To find the slope of the tangent line at $x = 4$, we need to evaluate the derivative at $x = 4$:

$f'(4) = 8(4) - 3 = 32 - 3 = 29$

So, the slope of the tangent line at the point $(4, 58)$ is 29.

3. Find the equation of the tangent line:

Now that we have the slope of the tangent line, $m = 29$, and a point on the line, $(4, 58)$, we can use the point-slope form of a line to find the equation of the tangent line. The point-slope form is given by:

$y - y_1 = m(x - x_1)$

Plugging in the values $m = 29$, $x_1 = 4$, and $y_1 = 58$, we get:

$y - 58 = 29(x - 4)$

Now, we can simplify the equation and rewrite it in the slope-intercept form, $y = mx + b$:

$y - 58 = 29x - 116$

$y = 29x - 116 + 58$

$y = 29x - 58$

Therefore, the equation of the tangent line to the parabola $y = 4x^2 - 3x + 6$ at the point $(4, 58)$ is $y = 29x - 58$.

4. Identify m and b:

The equation of the tangent line is in the form $y = mx + b$, where $m$ is the slope and $b$ is the y-intercept. From the equation $y = 29x - 58$, we can see that:

$m = 29$

$b = -58$

Therefore, the slope of the tangent line, $m$, is 29, and the y-intercept, $b$, is -58. The equation of the tangent line is $y = 29x - 58$.

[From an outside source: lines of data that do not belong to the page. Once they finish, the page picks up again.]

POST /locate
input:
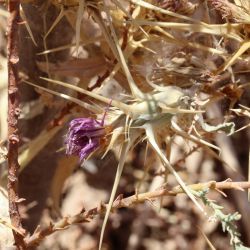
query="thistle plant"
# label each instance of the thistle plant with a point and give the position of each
(169, 100)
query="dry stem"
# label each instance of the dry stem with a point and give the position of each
(13, 112)
(86, 216)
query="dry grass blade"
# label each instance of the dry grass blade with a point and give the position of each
(67, 97)
(227, 30)
(124, 151)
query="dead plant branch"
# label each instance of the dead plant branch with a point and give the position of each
(13, 113)
(86, 216)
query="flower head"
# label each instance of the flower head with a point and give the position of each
(83, 137)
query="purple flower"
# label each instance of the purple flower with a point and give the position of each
(84, 137)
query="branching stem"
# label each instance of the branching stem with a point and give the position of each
(87, 216)
(13, 113)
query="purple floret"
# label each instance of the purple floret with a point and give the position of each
(83, 137)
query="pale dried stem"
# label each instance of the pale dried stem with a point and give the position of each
(87, 216)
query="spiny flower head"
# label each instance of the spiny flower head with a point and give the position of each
(84, 137)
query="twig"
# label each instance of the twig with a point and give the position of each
(13, 112)
(86, 216)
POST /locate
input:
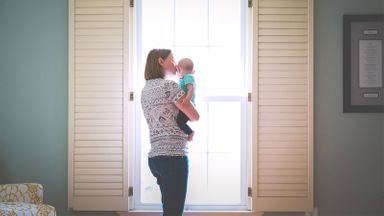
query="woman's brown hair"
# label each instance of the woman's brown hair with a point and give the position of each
(153, 69)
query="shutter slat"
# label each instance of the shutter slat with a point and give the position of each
(283, 3)
(98, 3)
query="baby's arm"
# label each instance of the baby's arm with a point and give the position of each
(191, 91)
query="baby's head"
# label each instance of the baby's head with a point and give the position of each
(185, 66)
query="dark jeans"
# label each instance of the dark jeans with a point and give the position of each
(182, 120)
(171, 173)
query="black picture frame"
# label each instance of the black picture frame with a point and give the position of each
(357, 99)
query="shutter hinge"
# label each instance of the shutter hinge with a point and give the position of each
(249, 192)
(250, 3)
(130, 191)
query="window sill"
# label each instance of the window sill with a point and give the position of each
(193, 213)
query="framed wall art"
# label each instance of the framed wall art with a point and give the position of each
(363, 75)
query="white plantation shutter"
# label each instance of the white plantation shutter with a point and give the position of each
(283, 110)
(97, 153)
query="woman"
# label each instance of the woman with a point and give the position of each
(161, 101)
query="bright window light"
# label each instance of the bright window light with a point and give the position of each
(212, 34)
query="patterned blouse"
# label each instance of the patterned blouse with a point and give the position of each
(158, 99)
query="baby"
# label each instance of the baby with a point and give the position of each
(187, 83)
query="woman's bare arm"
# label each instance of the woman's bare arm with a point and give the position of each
(187, 108)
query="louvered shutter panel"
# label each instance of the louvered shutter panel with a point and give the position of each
(283, 108)
(97, 154)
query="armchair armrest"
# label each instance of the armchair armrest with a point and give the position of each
(25, 192)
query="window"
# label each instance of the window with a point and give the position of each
(213, 34)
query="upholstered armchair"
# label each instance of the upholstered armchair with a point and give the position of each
(24, 199)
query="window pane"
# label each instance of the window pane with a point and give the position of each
(224, 22)
(157, 23)
(191, 22)
(210, 33)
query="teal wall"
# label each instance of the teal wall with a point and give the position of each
(349, 152)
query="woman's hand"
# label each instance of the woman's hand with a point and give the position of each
(187, 108)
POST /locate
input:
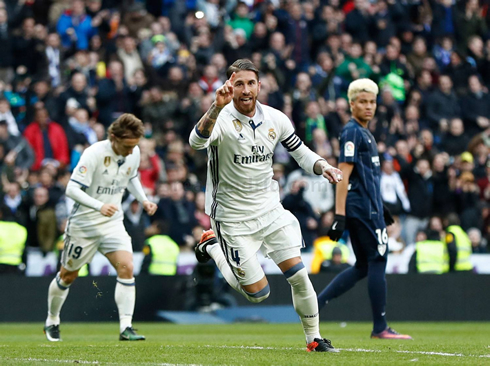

In conclusion, we have successfully found the derivative of the function $f(x) = 4x^2 - 3x + 6$ at $x = 4$, which is $f'(4) = 29$. This value represents the slope of the tangent line to the parabola at the point $(4, 58)$. Using this slope and the point-slope form of a line, we determined the equation of the tangent line to be $y = 29x - 58$. This process demonstrates the fundamental connection between derivatives and tangent lines, providing a powerful tool for analyzing the behavior of functions and their graphs. Understanding these concepts is essential for various applications in calculus and related fields.